Australia - Antarctica world rough II.png
 
The main problem is that, now, both the polar caps are over water - without the glaciers over land in Antarctica , the sea level would be much, much higher.
The creator of "Jaredia" did a map in which both poles were landless, IIRC. It can give you ideas.

EDIT: the name was "Seapole", here: http://www.worlddreambank.org/S/SEAPOLE.HTM
 
The main problem is that, now, both the polar caps are over water - without the glaciers over land in Antarctica , the sea level would be much, much higher.
The creator of "Jaredia" did a map in which both poles were landless, IIRC. It can give you ideas.

EDIT: the name was "Seapole", here: http://www.worlddreambank.org/S/SEAPOLE.HTM

Well both polar caps are only landless to an extent. If I'm not mistaken what is now the Antarctic Peninsula would be the polar region and either the South magnetic pole or true South Pole would be over land.
 
I suspect sailing around the Cape Horn would be vastly different with a significant landmass in those latitudes.
 
Okay as I started this thread some time ago, I will raise if from the dead.....

So can anyone provide any info on what currents and climate would be like in a world like this?
 
Except I really doubt the world would look anything remotely like seapole if Australia and Antartica were still connected.

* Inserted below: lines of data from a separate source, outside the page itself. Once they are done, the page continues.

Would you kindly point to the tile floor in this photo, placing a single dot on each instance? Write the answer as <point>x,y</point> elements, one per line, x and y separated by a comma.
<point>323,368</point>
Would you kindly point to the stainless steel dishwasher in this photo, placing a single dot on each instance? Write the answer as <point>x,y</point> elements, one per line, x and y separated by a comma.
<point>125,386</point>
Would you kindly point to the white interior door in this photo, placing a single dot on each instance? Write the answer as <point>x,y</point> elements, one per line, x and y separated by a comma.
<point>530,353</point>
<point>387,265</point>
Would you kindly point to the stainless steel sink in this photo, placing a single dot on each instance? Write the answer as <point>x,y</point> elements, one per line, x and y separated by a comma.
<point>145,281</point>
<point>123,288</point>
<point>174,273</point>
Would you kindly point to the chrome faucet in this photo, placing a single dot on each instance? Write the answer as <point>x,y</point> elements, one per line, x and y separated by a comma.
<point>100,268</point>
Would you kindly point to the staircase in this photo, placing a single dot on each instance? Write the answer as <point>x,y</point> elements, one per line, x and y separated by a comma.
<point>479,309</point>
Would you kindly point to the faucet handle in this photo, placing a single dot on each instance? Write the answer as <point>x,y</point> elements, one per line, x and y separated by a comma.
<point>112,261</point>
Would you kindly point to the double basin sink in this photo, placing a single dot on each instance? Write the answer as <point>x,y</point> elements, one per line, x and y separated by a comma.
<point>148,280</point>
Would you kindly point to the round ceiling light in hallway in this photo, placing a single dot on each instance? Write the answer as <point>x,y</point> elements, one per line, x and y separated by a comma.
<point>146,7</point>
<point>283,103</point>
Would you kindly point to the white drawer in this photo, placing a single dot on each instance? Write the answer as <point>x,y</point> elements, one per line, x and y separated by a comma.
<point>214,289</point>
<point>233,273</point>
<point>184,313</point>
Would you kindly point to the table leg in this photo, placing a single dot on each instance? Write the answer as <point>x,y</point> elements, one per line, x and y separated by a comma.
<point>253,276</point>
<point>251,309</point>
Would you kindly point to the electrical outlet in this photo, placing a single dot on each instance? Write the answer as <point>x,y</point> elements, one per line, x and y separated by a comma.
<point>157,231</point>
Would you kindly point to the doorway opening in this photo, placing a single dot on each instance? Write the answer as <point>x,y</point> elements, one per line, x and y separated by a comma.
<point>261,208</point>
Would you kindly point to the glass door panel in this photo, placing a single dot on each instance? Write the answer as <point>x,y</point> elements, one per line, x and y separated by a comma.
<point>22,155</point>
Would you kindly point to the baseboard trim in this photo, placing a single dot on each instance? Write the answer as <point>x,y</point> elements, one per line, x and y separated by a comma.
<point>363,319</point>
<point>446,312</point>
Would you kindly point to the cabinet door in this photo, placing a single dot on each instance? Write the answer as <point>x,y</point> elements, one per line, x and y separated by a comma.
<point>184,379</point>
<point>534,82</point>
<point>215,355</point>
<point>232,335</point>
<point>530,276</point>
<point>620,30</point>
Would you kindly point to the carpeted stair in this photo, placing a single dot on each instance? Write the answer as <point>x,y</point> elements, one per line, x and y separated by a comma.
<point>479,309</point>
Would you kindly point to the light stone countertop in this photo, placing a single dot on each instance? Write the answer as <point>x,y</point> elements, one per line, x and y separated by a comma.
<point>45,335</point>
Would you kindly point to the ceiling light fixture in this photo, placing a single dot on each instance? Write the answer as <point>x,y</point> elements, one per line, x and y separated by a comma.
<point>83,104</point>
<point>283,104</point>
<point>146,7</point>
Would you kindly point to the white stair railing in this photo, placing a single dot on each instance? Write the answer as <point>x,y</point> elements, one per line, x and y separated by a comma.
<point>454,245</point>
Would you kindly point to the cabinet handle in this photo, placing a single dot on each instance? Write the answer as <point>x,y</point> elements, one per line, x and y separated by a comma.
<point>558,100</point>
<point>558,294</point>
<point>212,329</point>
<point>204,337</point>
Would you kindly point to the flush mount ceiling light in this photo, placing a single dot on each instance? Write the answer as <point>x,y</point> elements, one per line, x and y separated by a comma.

In particular, the currents in a world with an Australia-Antarctica will be somewhat different and currents affect climate. The currents in an Australia-Antarctica world will not be like the currents in a seapole world.
 
With both poles on water, ice ages would be terrible to behold and we might even get snowball-earth episodes. If that happened, the current geological age would be one of massive extinctions, and we wouldn't be here.

If we don't reach the snowball earth point, though, even though the ice ages would be much fiercer and cover a good % of the land, the interglacial periods would be much hotter and wetter (the planetocopia explains very well what those interglacial periods would be like). In fact, these interglacial periods might be so hot that the glaciation process could not happen at all.

So, in the end, it depends on how you want to play with it.
Also, another important factor that you have just removed from the equation is that one of our main climatic drives is the antartic circumpolar oceanic current. What would be our climate like without it? no idea. I naively think it would be hotter, because that current keeps water flowing for a long time under a lot of cold, rather than on warmer waters. Better ask an expert in climate.
 

thanks. Yes it is complicated but I was hoping someone on here would have an idea of how continental distribution would affect the currents and the climate.

I doubt we would get snowball earth episodes though. The last such episode is speculated to have occurred before 650 million years ago. Since then the planet has changed a lot (for instance the Cambrian explosion) which probably makes it highly unlikely that the conditions would be right another Snowball Earth episode.
 
thanks. Yes it is complicated but I was hoping someone on here would have an idea of how continental distribution would affect the currents and the climate.

I doubt we would get snowball earth episodes though. The last such episode is speculated to have occurred before 650 million years ago. Since then the planet has changed a lot (for instance the Cambrian explosion) which probably makes it highly unlikely that the conditions would be right another Snowball Earth episode.

Unlikely, yes, i guess the probability is low. But we are (were, before the rise of human civilization) in a position close to it. A lot of our CO2 was locked away safely in form of fossil fuels, and our current era is a sedimentary one, with low geological activity, so the rate of return of that carbon to the atmosphere is low. Maritime poles might have been the last of the circumstances to create a perfect storm.

In any case, don't pay too much attention to me, i'm just a fan of the snowball earth theory :D

As other suggested, you could check the planetocopy website. It doesn't have the scenario you seek, but you can get a "feel" of how oceanic currents are going to work to warm or chill the climate.
Keep in mind that being climate a non-linear discipline, you have a lot of freedom, to play with different tipping points, to take it to one or other scenario.